Ths thing is - you could update a home when you're in your 60s and think that's it!
If you should live to your 90s and still able to live at home, then it will look dated.
Absolutely, but I'll be putting up with that
. Seriously, unless the doors start falling off the cupboards or something serious happens, I couldn't face doing it again. We'll probably replace the flooring when we do the room behind the kitchen (sometime soon, if the carpenter comes out of hiding), but nothing that involves emptying the room and having fitters in for ages. We fitted the previous kitchen in 1998, and I would have lived with it longer if not for the fact that the dishwasher stuck out, and one thing led to another.

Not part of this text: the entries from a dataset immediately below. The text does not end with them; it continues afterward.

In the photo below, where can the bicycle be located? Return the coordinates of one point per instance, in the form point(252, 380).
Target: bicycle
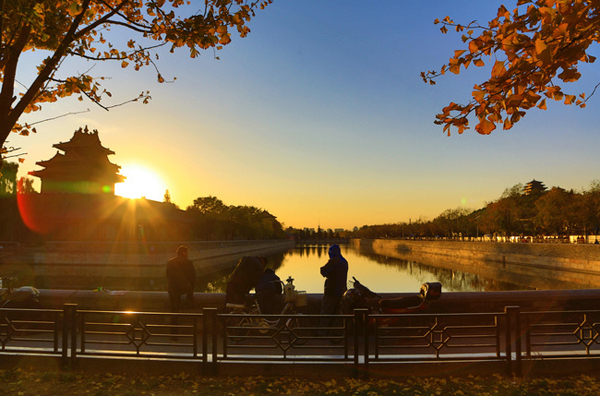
point(22, 297)
point(249, 321)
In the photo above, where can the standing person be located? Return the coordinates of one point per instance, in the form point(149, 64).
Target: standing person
point(336, 276)
point(181, 278)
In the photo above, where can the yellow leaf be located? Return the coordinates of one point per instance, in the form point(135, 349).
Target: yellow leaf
point(542, 104)
point(485, 127)
point(498, 70)
point(569, 99)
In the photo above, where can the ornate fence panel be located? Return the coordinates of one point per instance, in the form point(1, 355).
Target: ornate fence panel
point(31, 331)
point(508, 338)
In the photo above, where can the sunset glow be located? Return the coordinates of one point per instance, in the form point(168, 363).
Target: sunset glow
point(140, 182)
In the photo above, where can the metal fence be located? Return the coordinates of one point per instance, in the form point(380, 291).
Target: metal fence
point(359, 340)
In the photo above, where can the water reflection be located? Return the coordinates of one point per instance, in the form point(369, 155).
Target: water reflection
point(382, 274)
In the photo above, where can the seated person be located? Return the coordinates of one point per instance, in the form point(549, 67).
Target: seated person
point(244, 277)
point(268, 292)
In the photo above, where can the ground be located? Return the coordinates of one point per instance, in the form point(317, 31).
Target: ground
point(23, 382)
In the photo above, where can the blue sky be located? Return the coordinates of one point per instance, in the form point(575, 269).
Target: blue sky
point(320, 117)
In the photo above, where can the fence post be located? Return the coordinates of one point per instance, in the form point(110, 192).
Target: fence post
point(512, 315)
point(209, 321)
point(69, 318)
point(360, 328)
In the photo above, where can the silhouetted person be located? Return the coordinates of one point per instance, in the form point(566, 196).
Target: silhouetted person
point(268, 292)
point(244, 277)
point(336, 277)
point(181, 278)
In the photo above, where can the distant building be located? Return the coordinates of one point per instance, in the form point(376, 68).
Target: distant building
point(77, 202)
point(534, 186)
point(82, 168)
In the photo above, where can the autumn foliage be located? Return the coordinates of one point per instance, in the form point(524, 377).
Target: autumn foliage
point(93, 30)
point(531, 50)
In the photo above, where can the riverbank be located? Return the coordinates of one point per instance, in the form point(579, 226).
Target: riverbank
point(57, 263)
point(578, 264)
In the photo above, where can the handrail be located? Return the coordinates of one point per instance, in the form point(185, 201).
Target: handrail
point(359, 340)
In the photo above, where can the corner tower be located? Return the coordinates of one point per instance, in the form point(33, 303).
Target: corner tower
point(82, 167)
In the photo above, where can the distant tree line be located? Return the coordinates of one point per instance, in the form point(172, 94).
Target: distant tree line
point(312, 235)
point(215, 221)
point(211, 218)
point(556, 212)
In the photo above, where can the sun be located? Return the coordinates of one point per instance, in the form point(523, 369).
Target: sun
point(140, 182)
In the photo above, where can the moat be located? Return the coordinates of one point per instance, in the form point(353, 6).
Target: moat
point(382, 274)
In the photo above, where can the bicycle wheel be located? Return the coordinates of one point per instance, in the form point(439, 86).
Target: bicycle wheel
point(237, 327)
point(299, 328)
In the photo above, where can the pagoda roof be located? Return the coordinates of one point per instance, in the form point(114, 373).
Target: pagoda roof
point(83, 138)
point(83, 159)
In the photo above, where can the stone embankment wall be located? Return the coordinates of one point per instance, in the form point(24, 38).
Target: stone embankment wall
point(95, 260)
point(571, 257)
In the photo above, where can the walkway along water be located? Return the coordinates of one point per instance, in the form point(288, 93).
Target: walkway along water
point(463, 333)
point(358, 345)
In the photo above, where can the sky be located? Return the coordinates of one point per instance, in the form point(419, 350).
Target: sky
point(320, 117)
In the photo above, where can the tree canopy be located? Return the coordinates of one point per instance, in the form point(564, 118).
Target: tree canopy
point(83, 29)
point(531, 50)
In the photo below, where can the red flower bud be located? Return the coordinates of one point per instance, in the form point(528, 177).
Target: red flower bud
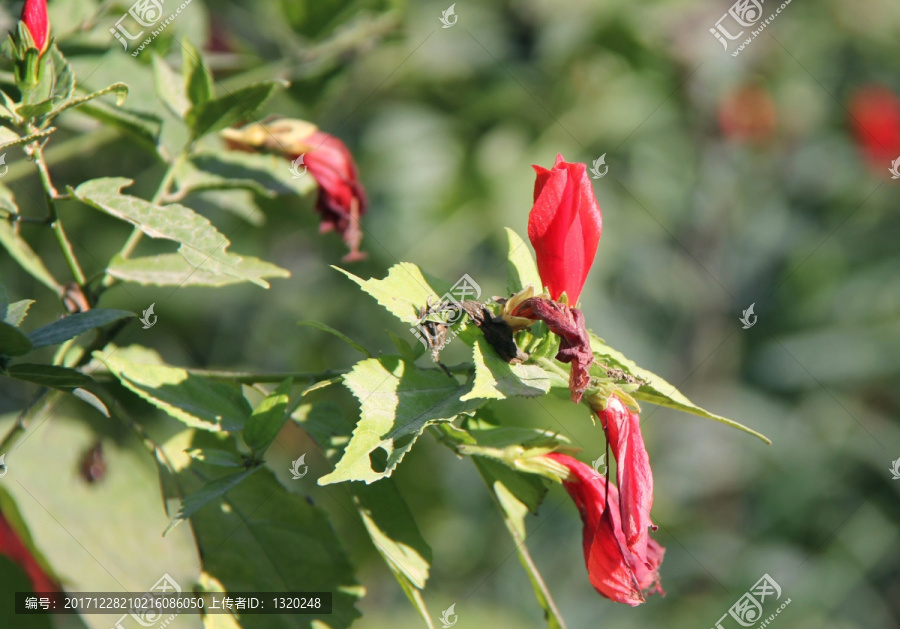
point(875, 116)
point(616, 571)
point(11, 546)
point(564, 227)
point(34, 16)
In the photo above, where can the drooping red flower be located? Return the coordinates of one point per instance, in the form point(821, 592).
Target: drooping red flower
point(34, 16)
point(616, 571)
point(564, 227)
point(875, 118)
point(12, 546)
point(341, 200)
point(633, 474)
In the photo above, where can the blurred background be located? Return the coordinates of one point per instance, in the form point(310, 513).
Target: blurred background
point(761, 178)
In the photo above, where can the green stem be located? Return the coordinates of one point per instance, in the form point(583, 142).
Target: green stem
point(51, 195)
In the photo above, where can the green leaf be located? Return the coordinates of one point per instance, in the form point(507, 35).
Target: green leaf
point(172, 269)
point(340, 335)
point(397, 538)
point(211, 491)
point(656, 390)
point(72, 325)
point(197, 79)
point(13, 342)
point(170, 87)
point(145, 127)
point(266, 175)
point(497, 379)
point(267, 419)
point(17, 311)
point(402, 292)
point(202, 245)
point(196, 401)
point(26, 257)
point(230, 109)
point(48, 375)
point(397, 402)
point(521, 269)
point(516, 495)
point(220, 458)
point(260, 537)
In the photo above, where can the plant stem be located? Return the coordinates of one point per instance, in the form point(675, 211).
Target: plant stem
point(53, 216)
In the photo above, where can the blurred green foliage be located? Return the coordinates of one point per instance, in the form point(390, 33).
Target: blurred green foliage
point(444, 124)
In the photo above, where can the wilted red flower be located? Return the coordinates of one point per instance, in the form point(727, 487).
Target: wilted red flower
point(616, 571)
point(633, 474)
point(12, 546)
point(748, 114)
point(564, 227)
point(875, 117)
point(34, 16)
point(342, 199)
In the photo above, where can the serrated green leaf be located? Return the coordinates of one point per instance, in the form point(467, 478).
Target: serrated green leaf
point(197, 79)
point(397, 402)
point(170, 87)
point(266, 421)
point(48, 375)
point(198, 402)
point(211, 491)
point(402, 292)
point(655, 388)
point(521, 269)
point(327, 328)
point(16, 312)
point(172, 269)
point(497, 379)
point(13, 342)
point(260, 537)
point(72, 325)
point(229, 109)
point(202, 245)
point(22, 253)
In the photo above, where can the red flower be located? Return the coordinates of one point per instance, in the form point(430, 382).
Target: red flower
point(34, 16)
point(11, 546)
point(564, 227)
point(875, 116)
point(633, 474)
point(616, 571)
point(342, 199)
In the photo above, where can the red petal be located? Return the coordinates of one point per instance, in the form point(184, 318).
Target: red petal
point(564, 227)
point(633, 474)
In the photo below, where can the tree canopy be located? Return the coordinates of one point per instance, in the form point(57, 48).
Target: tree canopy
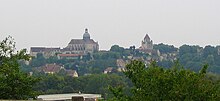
point(14, 83)
point(153, 83)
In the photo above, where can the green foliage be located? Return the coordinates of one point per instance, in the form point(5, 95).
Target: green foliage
point(155, 83)
point(14, 83)
point(96, 83)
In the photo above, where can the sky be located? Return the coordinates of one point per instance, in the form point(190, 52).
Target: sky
point(53, 23)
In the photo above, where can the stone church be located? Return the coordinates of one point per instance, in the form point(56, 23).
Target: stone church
point(82, 46)
point(147, 43)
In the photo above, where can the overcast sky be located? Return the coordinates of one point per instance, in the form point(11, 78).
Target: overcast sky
point(54, 23)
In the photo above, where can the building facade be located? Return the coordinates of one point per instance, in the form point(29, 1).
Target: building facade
point(82, 46)
point(75, 46)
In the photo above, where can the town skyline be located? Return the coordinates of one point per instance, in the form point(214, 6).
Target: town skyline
point(53, 23)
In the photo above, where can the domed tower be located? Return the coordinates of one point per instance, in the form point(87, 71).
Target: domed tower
point(86, 35)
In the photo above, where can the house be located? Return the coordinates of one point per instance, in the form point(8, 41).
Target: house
point(51, 68)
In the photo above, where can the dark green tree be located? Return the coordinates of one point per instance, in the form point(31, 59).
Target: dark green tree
point(154, 83)
point(14, 84)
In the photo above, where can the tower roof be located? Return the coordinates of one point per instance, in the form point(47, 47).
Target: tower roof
point(147, 37)
point(86, 35)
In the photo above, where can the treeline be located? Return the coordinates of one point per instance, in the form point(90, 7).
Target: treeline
point(95, 84)
point(192, 56)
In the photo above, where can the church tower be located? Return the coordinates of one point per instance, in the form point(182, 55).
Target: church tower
point(147, 43)
point(86, 35)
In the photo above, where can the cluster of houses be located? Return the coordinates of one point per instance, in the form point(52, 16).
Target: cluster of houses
point(77, 48)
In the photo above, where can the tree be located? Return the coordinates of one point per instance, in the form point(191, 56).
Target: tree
point(14, 83)
point(154, 83)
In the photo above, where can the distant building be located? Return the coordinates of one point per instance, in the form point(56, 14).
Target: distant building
point(47, 52)
point(82, 46)
point(147, 46)
point(51, 68)
point(147, 43)
point(75, 46)
point(108, 70)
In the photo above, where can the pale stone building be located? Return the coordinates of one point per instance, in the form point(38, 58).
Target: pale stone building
point(147, 43)
point(82, 46)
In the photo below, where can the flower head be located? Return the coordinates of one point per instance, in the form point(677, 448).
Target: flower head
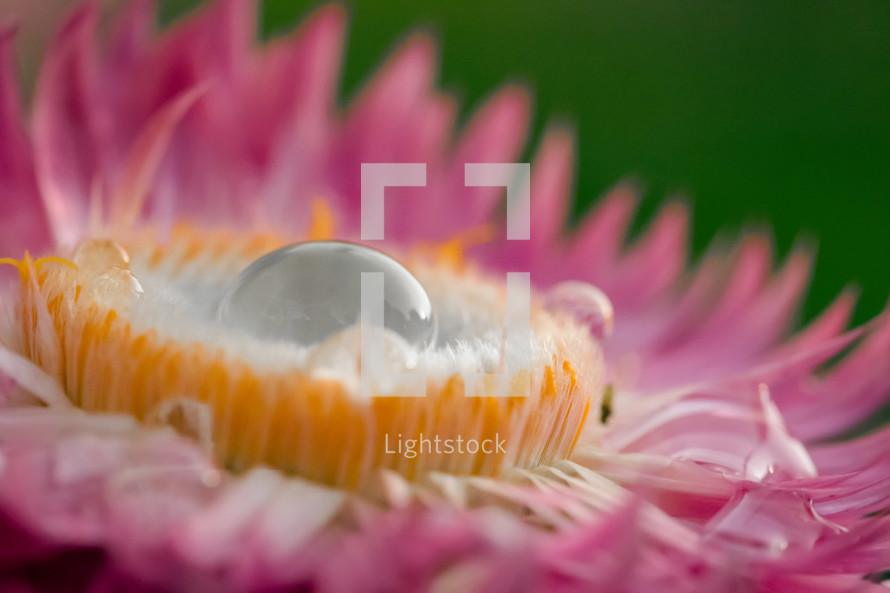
point(146, 445)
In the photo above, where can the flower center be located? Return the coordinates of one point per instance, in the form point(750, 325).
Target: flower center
point(134, 330)
point(306, 293)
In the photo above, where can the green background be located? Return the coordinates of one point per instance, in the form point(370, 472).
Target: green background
point(769, 114)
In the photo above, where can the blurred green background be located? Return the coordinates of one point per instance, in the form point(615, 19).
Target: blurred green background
point(774, 114)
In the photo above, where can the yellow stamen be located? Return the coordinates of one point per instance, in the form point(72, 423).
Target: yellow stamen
point(290, 419)
point(323, 223)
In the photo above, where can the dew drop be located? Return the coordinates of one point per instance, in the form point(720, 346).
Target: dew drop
point(307, 292)
point(586, 304)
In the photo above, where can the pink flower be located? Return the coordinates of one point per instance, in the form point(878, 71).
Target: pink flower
point(712, 463)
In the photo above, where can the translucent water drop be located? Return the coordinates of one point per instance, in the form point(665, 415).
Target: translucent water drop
point(307, 292)
point(584, 303)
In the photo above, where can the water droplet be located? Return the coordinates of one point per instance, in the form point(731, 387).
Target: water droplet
point(586, 304)
point(307, 292)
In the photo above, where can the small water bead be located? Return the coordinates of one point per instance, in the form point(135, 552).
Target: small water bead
point(586, 304)
point(307, 292)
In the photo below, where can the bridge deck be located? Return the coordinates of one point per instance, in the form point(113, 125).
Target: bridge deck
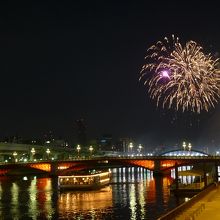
point(206, 208)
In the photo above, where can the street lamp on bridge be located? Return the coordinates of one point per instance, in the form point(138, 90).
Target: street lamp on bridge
point(189, 146)
point(78, 148)
point(131, 146)
point(139, 148)
point(33, 153)
point(90, 149)
point(48, 153)
point(184, 145)
point(15, 155)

There is a programme on iPlayer, called Signs Of The Times. It was made in the 90s, I think, and the cameras go into various houses and the owners/tenants speak about their tastes in decor. It's interesting and at times quite amusing to see the snobbery about floral wallpaper and borders that match the quilt cover and curtains, or the 'genuine reproduction' furniture that the owners feel sets them above their neighbours.
The reality is that we can only buy what is available when we buy it, and these days even five years later we won't be able to get it again, so things are dated almost immediately. If we aren't looking at real antiques, what may appear to be classic styles are simply the popular ones that aren't too 'trendy', and as the TV programme shows, they can look very 'of their time' just a few years later. I think the trick is to get what you like, and keep it until either it has worn out, it has become impractical for whatever reason, or you just don't like it any more, and then get whatever is 'in' at the time (as that will be all that's available anyway). If we hang onto things for long enough they come back in again anyway.